UPDATE: May 20, 2020: Illinois Gov. J.B. Pritzker said Wednesday restaurants could open with outdoor seating during Phase 3, which he said could start as soon as nine days from his announcement. Dining rooms still won't be allowed to reopen until Phase 4. While there are 10 days left on the statewide stay-at-home order, regions that have met required health metrics will be allowed to reopen. Some counties have already started to reopen, but in metro areas like Chicago, restaurants aren't expected to reopen until June.
- The Illinois Restaurant Association is petitioning the state to allow restaurants to reopen earlier as the current Restore Illinois Plan would not allow dine-in operations to resume until June 26 at the earliest. The organization wants restaurants to be allowed to restore dine-in service during Phase 3, which is expected to occur as early as May 29, instead of the current plan to reopen during Phase 4.
- “Everyone that works in the industry is highly-trained in proper food handling and sanitation already, and we are heavily-regulated and frequently-inspected by public health officials on a regular basis,” the petition says. “We want to work with the state on developing these pragmatic regulations that will prioritize public health and safety while giving restaurants the opportunity to resume their dine in operations in a timely manner.”
- The organization said restaurants won’t be able to survive much longer and as of April 16, 55% of Illinois operators have temporarily closed their restaurants and 88% of operators laid off or furloughed employees. The industry has lost about $2 billion in sales in April.

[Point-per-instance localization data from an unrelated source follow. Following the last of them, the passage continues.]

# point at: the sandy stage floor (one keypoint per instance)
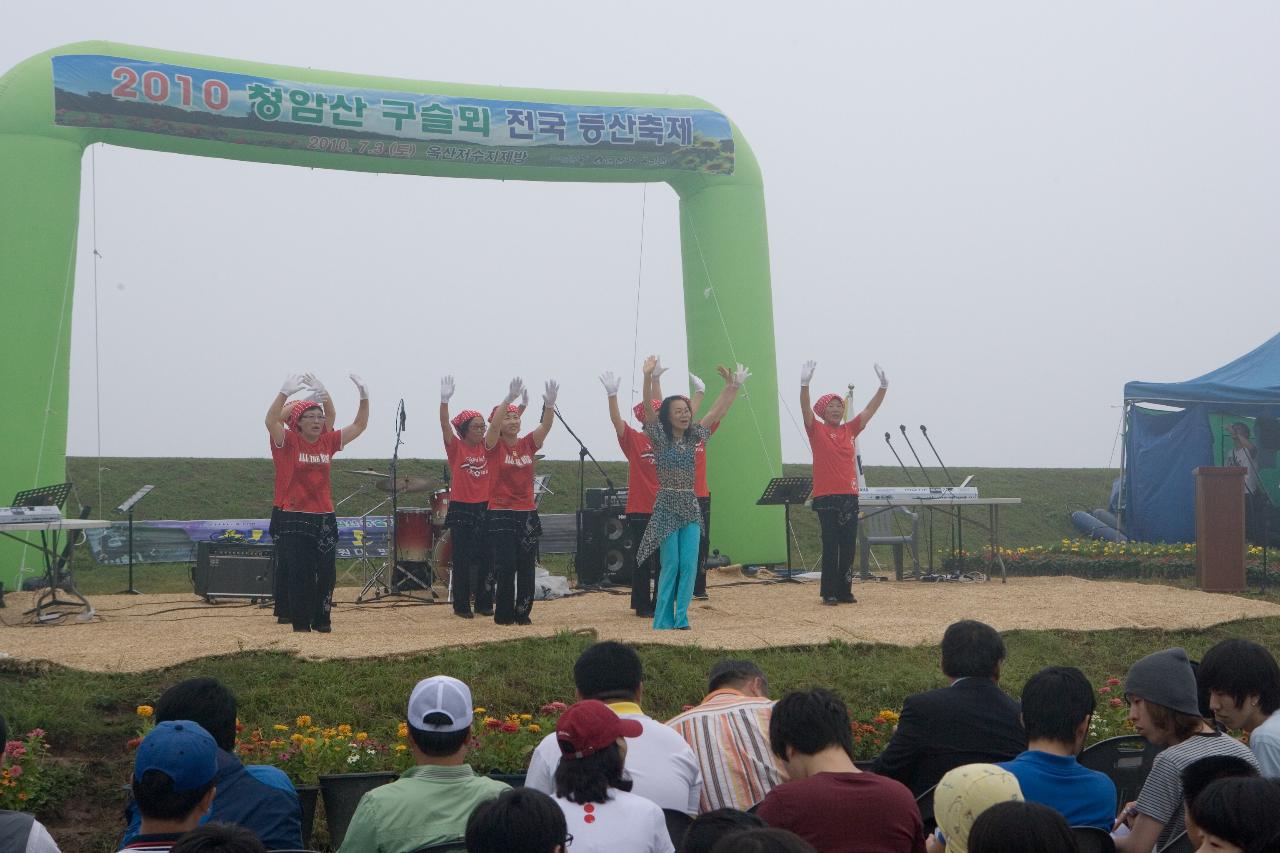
(132, 633)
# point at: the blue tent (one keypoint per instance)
(1164, 443)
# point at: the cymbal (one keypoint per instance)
(407, 484)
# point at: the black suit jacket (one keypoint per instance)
(972, 721)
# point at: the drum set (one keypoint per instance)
(421, 551)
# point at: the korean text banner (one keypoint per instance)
(174, 100)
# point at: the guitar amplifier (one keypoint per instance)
(233, 571)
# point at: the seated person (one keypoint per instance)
(174, 778)
(1057, 705)
(830, 802)
(521, 820)
(602, 813)
(963, 794)
(1243, 684)
(18, 830)
(969, 721)
(1164, 708)
(260, 799)
(433, 801)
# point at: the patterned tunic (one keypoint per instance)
(676, 503)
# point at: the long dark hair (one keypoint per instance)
(664, 415)
(588, 780)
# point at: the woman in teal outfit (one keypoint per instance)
(675, 527)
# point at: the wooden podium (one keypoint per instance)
(1220, 529)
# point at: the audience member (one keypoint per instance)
(1198, 775)
(1239, 815)
(1057, 705)
(259, 798)
(18, 830)
(602, 813)
(709, 828)
(1243, 683)
(1020, 828)
(828, 802)
(728, 731)
(961, 796)
(520, 821)
(967, 723)
(174, 778)
(659, 762)
(1164, 710)
(432, 801)
(219, 838)
(764, 840)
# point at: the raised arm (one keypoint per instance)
(490, 436)
(877, 398)
(611, 387)
(805, 378)
(549, 392)
(274, 424)
(727, 396)
(352, 430)
(650, 388)
(446, 396)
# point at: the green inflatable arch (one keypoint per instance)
(55, 104)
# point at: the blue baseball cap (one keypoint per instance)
(182, 751)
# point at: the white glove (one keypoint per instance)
(292, 384)
(360, 386)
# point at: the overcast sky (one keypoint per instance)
(1014, 208)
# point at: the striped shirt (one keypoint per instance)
(730, 735)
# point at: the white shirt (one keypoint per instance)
(1265, 743)
(661, 765)
(626, 824)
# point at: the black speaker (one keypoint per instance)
(606, 552)
(233, 570)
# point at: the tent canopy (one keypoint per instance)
(1162, 448)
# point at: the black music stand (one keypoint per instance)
(786, 491)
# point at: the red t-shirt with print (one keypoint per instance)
(511, 474)
(833, 452)
(469, 471)
(641, 470)
(700, 487)
(304, 469)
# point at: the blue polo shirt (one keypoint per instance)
(1083, 797)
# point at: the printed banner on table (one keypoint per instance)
(176, 541)
(243, 109)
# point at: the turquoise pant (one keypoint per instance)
(679, 559)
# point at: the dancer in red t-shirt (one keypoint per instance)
(512, 524)
(835, 480)
(306, 524)
(469, 498)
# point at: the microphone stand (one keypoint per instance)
(583, 454)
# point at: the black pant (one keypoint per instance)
(311, 575)
(513, 575)
(837, 514)
(703, 546)
(644, 576)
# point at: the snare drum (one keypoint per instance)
(439, 506)
(414, 534)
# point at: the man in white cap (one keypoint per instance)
(432, 801)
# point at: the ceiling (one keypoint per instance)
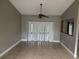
(50, 7)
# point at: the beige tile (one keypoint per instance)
(35, 51)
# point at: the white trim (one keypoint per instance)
(23, 39)
(7, 50)
(68, 50)
(26, 40)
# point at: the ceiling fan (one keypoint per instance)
(41, 15)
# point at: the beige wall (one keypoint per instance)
(27, 18)
(10, 25)
(70, 41)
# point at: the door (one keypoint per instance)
(41, 31)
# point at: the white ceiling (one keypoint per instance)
(50, 7)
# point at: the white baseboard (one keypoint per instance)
(26, 40)
(69, 51)
(7, 50)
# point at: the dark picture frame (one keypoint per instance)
(67, 26)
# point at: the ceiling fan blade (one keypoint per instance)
(45, 16)
(42, 15)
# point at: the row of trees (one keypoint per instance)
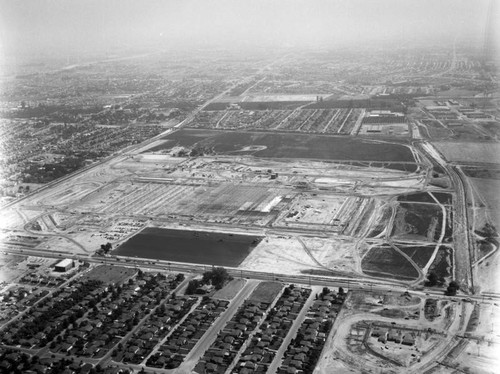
(217, 277)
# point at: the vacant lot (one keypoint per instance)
(386, 262)
(286, 145)
(110, 274)
(189, 246)
(474, 152)
(266, 292)
(443, 264)
(420, 255)
(418, 221)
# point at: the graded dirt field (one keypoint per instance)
(197, 247)
(266, 292)
(386, 262)
(285, 145)
(474, 152)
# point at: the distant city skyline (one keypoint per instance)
(56, 25)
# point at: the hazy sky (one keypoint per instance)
(34, 25)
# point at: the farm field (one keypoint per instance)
(189, 246)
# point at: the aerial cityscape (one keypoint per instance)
(252, 187)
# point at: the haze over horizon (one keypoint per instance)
(44, 27)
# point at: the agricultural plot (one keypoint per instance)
(386, 262)
(189, 246)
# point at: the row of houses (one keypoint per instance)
(223, 351)
(12, 362)
(113, 316)
(154, 329)
(263, 346)
(306, 347)
(188, 333)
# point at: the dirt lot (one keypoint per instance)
(290, 145)
(386, 262)
(266, 292)
(474, 152)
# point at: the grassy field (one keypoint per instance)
(189, 246)
(386, 262)
(266, 292)
(287, 145)
(110, 274)
(230, 290)
(466, 151)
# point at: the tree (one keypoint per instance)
(452, 289)
(432, 279)
(192, 286)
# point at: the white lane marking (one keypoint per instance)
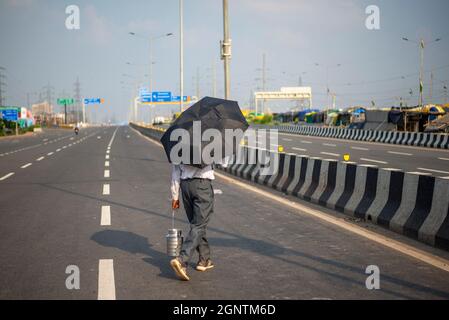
(106, 282)
(406, 249)
(400, 153)
(105, 215)
(433, 170)
(330, 154)
(420, 173)
(375, 161)
(7, 176)
(360, 148)
(112, 139)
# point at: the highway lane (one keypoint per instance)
(261, 249)
(411, 159)
(25, 157)
(49, 212)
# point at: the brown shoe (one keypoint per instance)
(180, 269)
(204, 265)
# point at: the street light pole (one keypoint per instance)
(421, 44)
(181, 57)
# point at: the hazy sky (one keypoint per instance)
(37, 49)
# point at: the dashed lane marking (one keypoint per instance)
(433, 170)
(360, 148)
(7, 176)
(372, 160)
(106, 189)
(400, 153)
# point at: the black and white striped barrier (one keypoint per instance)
(429, 140)
(412, 204)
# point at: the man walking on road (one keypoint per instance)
(198, 199)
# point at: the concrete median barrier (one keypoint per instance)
(412, 204)
(419, 139)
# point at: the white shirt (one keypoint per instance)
(184, 172)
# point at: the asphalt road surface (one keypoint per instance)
(428, 161)
(107, 213)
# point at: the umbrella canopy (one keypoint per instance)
(208, 113)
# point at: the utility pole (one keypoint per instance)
(421, 73)
(197, 82)
(431, 88)
(2, 84)
(264, 79)
(181, 56)
(226, 50)
(214, 79)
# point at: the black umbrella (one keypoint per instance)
(211, 113)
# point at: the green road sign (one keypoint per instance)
(67, 101)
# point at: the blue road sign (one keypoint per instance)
(146, 97)
(161, 96)
(10, 114)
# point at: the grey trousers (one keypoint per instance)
(198, 199)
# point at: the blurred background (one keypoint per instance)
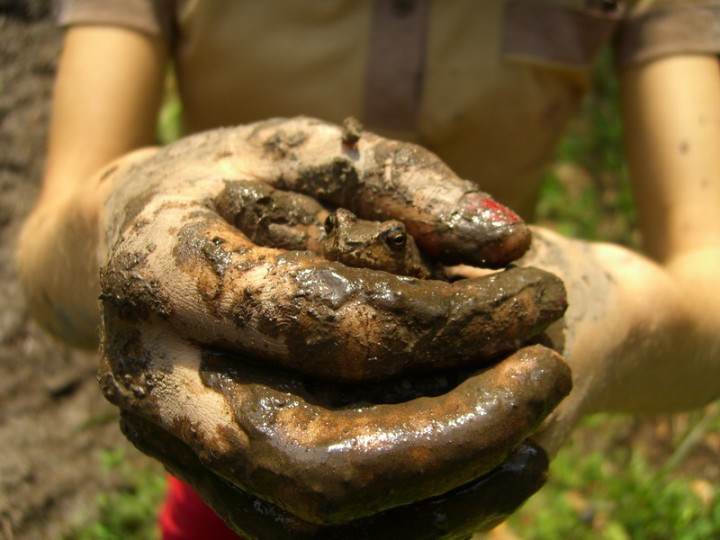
(66, 472)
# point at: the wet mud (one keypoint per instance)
(333, 389)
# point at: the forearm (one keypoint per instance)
(58, 267)
(649, 325)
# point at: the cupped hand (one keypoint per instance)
(329, 394)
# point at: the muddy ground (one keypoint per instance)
(53, 419)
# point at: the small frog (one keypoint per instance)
(378, 245)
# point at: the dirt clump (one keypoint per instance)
(53, 418)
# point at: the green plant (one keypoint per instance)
(129, 510)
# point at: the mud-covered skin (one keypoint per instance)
(479, 505)
(275, 218)
(180, 278)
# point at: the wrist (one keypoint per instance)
(58, 266)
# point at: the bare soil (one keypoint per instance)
(53, 418)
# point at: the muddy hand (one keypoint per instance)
(181, 283)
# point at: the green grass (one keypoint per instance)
(617, 491)
(610, 482)
(129, 511)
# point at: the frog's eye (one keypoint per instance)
(396, 238)
(330, 223)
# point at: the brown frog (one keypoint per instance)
(380, 245)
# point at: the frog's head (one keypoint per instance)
(380, 245)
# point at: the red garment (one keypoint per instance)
(185, 516)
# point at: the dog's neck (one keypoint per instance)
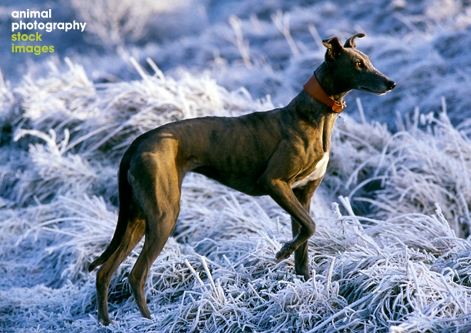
(315, 90)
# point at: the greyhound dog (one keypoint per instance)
(282, 153)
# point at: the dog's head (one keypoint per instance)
(352, 69)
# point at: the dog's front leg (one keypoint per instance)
(275, 185)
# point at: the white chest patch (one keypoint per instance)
(318, 172)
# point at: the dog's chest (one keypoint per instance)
(318, 172)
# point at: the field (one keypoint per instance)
(392, 250)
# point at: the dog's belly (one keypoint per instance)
(318, 172)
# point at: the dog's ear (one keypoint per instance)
(351, 41)
(334, 48)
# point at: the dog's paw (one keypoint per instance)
(284, 253)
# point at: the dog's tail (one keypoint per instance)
(125, 195)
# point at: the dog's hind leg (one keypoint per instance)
(134, 232)
(301, 256)
(158, 192)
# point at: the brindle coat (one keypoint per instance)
(282, 153)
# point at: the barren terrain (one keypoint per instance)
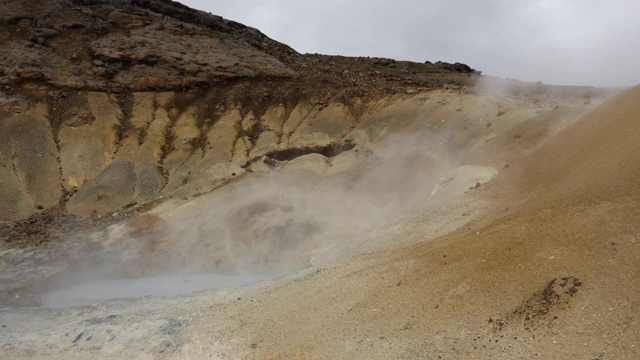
(321, 207)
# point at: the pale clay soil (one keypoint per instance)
(538, 260)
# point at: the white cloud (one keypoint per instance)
(590, 42)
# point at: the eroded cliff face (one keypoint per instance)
(113, 107)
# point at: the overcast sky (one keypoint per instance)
(575, 42)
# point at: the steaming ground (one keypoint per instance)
(426, 239)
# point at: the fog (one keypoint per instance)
(565, 42)
(263, 226)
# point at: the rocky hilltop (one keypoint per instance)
(401, 210)
(108, 105)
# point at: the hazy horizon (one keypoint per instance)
(566, 42)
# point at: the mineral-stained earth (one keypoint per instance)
(178, 185)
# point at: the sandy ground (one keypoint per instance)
(539, 262)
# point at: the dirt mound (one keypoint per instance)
(596, 159)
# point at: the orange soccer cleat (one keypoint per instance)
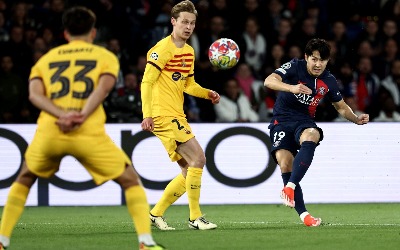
(287, 196)
(310, 221)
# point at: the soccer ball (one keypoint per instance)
(224, 53)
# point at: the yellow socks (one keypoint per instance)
(175, 189)
(138, 208)
(193, 185)
(13, 209)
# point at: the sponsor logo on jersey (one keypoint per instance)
(286, 65)
(154, 56)
(176, 76)
(281, 70)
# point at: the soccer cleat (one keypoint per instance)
(287, 196)
(310, 221)
(201, 224)
(160, 223)
(143, 246)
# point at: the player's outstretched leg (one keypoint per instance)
(160, 223)
(175, 189)
(300, 207)
(193, 185)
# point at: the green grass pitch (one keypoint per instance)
(346, 226)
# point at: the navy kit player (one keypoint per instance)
(302, 84)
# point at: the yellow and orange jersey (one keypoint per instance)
(70, 73)
(169, 73)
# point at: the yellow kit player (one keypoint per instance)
(169, 74)
(69, 84)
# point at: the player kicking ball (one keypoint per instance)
(302, 83)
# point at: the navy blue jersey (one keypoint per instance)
(289, 106)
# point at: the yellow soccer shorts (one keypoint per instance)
(98, 154)
(172, 132)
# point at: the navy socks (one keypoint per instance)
(298, 194)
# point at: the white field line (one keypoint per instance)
(232, 222)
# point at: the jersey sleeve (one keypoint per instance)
(334, 94)
(110, 64)
(287, 69)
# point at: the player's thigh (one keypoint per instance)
(309, 131)
(44, 154)
(101, 157)
(282, 138)
(172, 132)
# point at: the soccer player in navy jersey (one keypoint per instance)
(293, 131)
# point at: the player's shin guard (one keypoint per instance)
(298, 194)
(138, 207)
(193, 185)
(175, 189)
(13, 208)
(302, 161)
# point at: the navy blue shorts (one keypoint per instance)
(286, 135)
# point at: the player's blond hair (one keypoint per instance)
(184, 6)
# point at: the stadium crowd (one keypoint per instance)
(364, 38)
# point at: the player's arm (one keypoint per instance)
(150, 76)
(344, 110)
(37, 95)
(194, 89)
(96, 98)
(274, 82)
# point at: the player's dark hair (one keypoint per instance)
(78, 20)
(320, 45)
(184, 6)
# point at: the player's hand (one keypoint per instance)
(300, 89)
(214, 97)
(70, 121)
(362, 119)
(148, 124)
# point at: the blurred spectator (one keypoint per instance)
(275, 59)
(242, 11)
(283, 35)
(125, 105)
(383, 62)
(255, 46)
(13, 94)
(4, 35)
(191, 109)
(372, 35)
(124, 59)
(391, 83)
(390, 30)
(388, 111)
(305, 32)
(19, 51)
(295, 52)
(250, 86)
(234, 106)
(339, 35)
(366, 86)
(162, 24)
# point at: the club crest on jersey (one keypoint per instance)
(321, 90)
(276, 144)
(154, 56)
(176, 76)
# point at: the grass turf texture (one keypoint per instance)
(346, 226)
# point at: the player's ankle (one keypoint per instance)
(291, 185)
(5, 241)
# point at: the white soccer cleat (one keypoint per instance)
(201, 224)
(160, 223)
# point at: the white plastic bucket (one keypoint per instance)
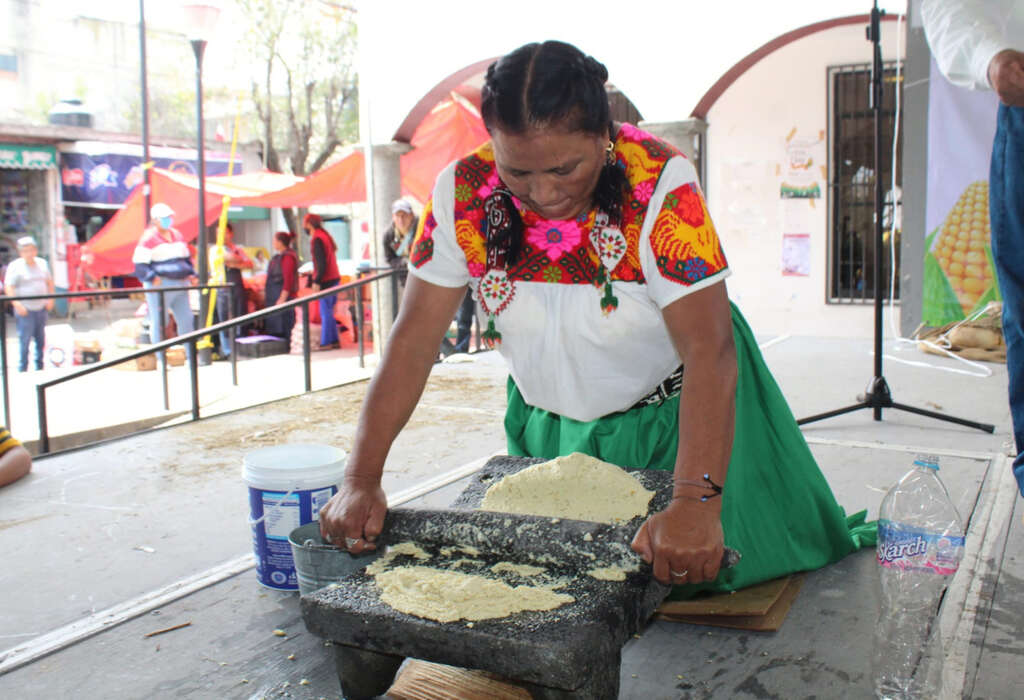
(288, 486)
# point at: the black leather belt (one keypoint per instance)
(666, 390)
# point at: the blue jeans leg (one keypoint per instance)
(23, 323)
(39, 334)
(1006, 189)
(329, 326)
(156, 322)
(177, 304)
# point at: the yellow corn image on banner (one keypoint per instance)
(960, 276)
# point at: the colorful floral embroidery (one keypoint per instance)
(683, 239)
(644, 190)
(685, 245)
(554, 237)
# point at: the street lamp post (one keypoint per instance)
(201, 20)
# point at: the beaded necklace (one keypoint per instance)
(496, 290)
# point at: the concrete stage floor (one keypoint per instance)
(101, 543)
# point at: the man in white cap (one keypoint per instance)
(398, 236)
(163, 255)
(26, 276)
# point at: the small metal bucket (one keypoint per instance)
(318, 564)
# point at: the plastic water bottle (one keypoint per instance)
(921, 543)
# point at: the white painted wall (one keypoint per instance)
(664, 55)
(748, 128)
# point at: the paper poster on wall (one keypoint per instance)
(802, 167)
(796, 255)
(960, 276)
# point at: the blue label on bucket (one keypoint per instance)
(284, 512)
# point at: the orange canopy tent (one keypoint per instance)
(453, 129)
(110, 252)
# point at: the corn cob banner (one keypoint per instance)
(960, 275)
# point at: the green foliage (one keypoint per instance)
(303, 87)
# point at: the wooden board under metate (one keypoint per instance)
(425, 681)
(741, 610)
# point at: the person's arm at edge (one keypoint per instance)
(14, 464)
(425, 313)
(687, 534)
(9, 291)
(962, 40)
(50, 288)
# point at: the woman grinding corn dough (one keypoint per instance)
(601, 279)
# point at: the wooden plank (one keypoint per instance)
(770, 621)
(425, 681)
(755, 600)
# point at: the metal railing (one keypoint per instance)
(193, 338)
(90, 294)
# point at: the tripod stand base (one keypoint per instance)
(879, 396)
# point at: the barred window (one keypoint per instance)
(851, 184)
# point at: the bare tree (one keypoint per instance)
(305, 95)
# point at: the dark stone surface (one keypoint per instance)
(567, 648)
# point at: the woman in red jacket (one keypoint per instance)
(282, 285)
(325, 275)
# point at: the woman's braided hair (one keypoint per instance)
(542, 84)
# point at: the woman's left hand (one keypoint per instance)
(683, 543)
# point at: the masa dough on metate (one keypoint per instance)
(449, 596)
(578, 486)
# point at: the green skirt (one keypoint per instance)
(777, 509)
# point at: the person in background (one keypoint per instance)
(235, 260)
(163, 255)
(29, 275)
(398, 236)
(980, 45)
(325, 275)
(282, 285)
(14, 460)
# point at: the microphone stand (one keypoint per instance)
(879, 395)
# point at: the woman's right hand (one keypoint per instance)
(354, 516)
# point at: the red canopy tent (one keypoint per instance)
(109, 252)
(452, 129)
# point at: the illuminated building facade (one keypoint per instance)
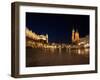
(75, 36)
(35, 37)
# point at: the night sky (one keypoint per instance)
(57, 26)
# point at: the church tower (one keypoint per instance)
(77, 36)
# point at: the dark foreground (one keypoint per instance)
(53, 57)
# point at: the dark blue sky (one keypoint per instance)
(57, 26)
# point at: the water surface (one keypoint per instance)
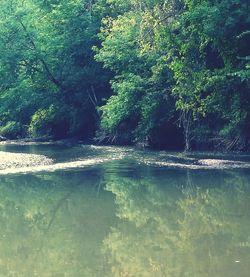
(110, 211)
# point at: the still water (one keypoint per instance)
(110, 211)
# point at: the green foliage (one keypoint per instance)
(12, 130)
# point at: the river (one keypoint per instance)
(113, 211)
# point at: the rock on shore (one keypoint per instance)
(18, 160)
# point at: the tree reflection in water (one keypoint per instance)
(109, 222)
(172, 230)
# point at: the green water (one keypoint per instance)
(128, 214)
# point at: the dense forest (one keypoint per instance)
(171, 74)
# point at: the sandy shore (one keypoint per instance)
(17, 160)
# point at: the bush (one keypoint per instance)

While some restaurants in states like Georgia and Texas have pushed back on reopening in early May, arguing that it was too soon and operators needed more time to safely reopen, Illinois restaurants believe another month and a half of closures was too long under the governor's original plan. While dining rooms will remain closed, this latest move will definitely help. Illinois was one of the first states to curtail dine-in operations on March 17. Over two dozen states have or will allow some kind of plan to reopen dining service in the coming weeks. The addition of outdoor dining will help, but still won't make up for the fact that dining rooms are closed, especially for restaurants that don't have a suitable outdoor sidewalk area or parking lot where they could set up tables. In New Hampshire, for example, only half of the state's restaurants are expected to reopen since the other half don't have the ability to do so. Other regions have also said restaurants will be able to reopen with outdoor dining, including Connecticut and New Jersey.
"The Governor’s action to allow for expanded outdoor dining options will benefit many restaurants statewide at a time when every dollar counts and provides a glimmer of light at the end of this long, COVID-19 tunnel," Sam Toia, Illinois Restaurant Association president and CEO, said in a statement emailed to Restaurant Dive. "Innovative outdoor dining strategies extend a lifeline — restoring jobs and offering guests the hospitality experience they’ve been missing while prioritizing public health and safety. Outdoor dining will not help every restaurant, but it is a constructive step in the right direction. The Illinois Restaurant Association will continue to collaborate with business owners, elected officials and public health experts to work through this crisis, flatten the curve and revive our economy."
This move will be welcome news to restaurants that want to open sooner. Lettuce Entertain You Enterprises president R.J. Melman told the Chicago Tribune that operators had been anticipating a June 1, but reopening by maybe July 1 was a “gut punch."
New cases of COVID-19 appear to be trailing off in the state, peaking on May 1 and have continuously declined since May 8, which could help fuel the IRA’s argument to reopen sooner. There’s also the economic impact to consider, and closures have taken a huge toll on the restaurant industry as well, with job losses nationwide reaching nearly 6 million in March and April. Many states have already allowed dine-in operations to resume across the country, but a handful have been reopening in defiance of state orders, such as a restaurant in Colorado that drew huge crowds on Mother’s Day, showing just how important it is for restaurants to work closely with state regulators to find a happy medium.